Les faits, maintenant? Revenons en mai 2020, quand les troupes militaires s’engagent dans la gestion de la pandémie. Les sections vaudoise et genevoise des grévistes pour le climat publient alors une lettre ouverte invitant au boycott de l’Armée. «Par éthique, morale et responsabilité écologique et sociale, écrivent-elles, nous ne consentons pas à payer la taxe, ni à aller au service militaire. Nous n’acceptons pas de donner de l’argent et du temps à une institution qui est inutile et nuisible face aux enjeux actuels tels que les crises sociales et environnementales. «Nous exigeons que l’armée soit radicalement modifiée […] pour [devenir] compatible avec les nécessités sociales et écologiques actuelles.»

L’ineffable conseiller national UDC valaisan Jean-Luc Addor entre alors en scène tout nimbé de ses attestations de morale, d’intelligence et d’humanisme: il fut condamné voici quatre ans pour incitation à la haine et discrimination raciale en conséquence d’une argumentation juridique confirmée par le Tribunal cantonal valaisan et le Tribunal fédéral, par exemple. Et rayonne comme président ad interim de ProTell, qui plaide pour un droit de port et possession d’arme à feu en Suisse.

Un beau citoyen, donc. Qui commence par interpeller le Conseil fédéral au sujet des grévistes exécrés mais n’en obtient rien, puis les dénonce avec succès au Ministère public. L’affaire démarre aussitôt, qui présente le plus vif intérêt didactique à condition d’être située dans le temps de l’Histoire et dans le contexte de toutes les répressions rampantes à l’œuvre en Suisse actuelle.

Premièrement, notons le retour en ce pays des agressions juridiques et policières commises à l’encontre de quiconque conteste l’existence de l’Armée sur le mode de la militance ne serait-ce que verbale. On n’avait plus rien vu de tel depuis les années dites de la Guerre froide.

Deuxièmement, notons que la protestation des combattants proclimatiques est depuis quelques mois regardée sinon désirée, par les pouvoirs économiques et politiques diffusément coalisés sous nos latitudes sectoriellement prospères, comme un délit auquel il leur devient possible de s’opposer. La criminalisation de tout geste protestataire s’accomplit. Tu joues au tennis dans une banque qui massacre indirectement l’environnement naturel, c’est toi le délinquant. Tu bloques à Zurich les accès d’une autre banque animée de la même irresponsabilité, c’est toi que Zurich proscrit.
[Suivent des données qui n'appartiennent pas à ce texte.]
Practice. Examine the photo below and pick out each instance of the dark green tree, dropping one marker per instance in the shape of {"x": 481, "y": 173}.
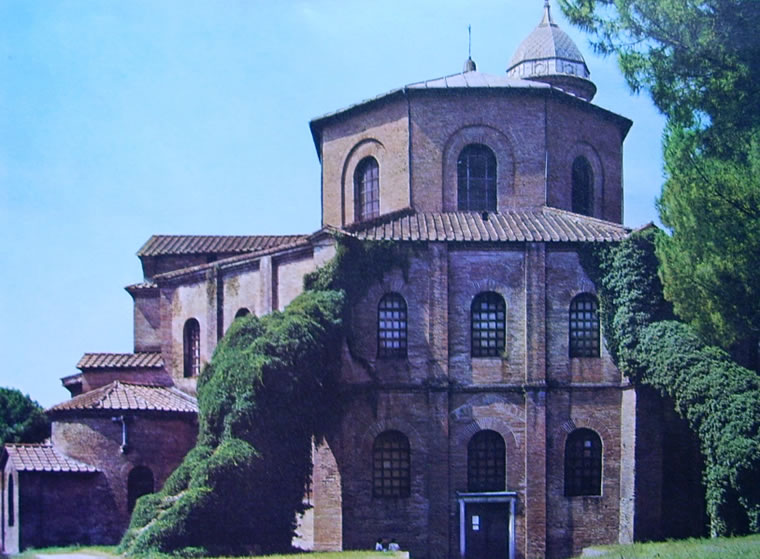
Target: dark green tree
{"x": 21, "y": 418}
{"x": 700, "y": 62}
{"x": 711, "y": 206}
{"x": 698, "y": 59}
Troisièmement, observons ensemble le mouvement proclimatique se déployant de nos jours et les mouvements d’émancipation ouvrière advenus depuis plus d’un siècle à la même échelle internationale. Des analogies? Sans doute. C’est peut-être pourquoi la Jeunesse socialiste suisse a protesté vendredi passé sur la place Fédérale, avec le soutien de ses aînés, pour sommer le Conseil fédéral de clarifier les perquisitions à domicile évoquées tout à l’heure.

Mais faut-il attendre quoi que ce soit du Conseil fédéral sur le plan des libertés individuelles et collectives en Suisse? Evidemment non, hélas, tant ce collège est lui-même confit dans cette irréductible ambiance helvétique décrite quelques jours avant sa mort par Friedrich Dürrenmatt, qui voyait en chaque citoyen de ce pays le geôlier de son voisin forcément. Nous sommes d’autant moins sortis de l’auberge que nous la construisons sans relâche.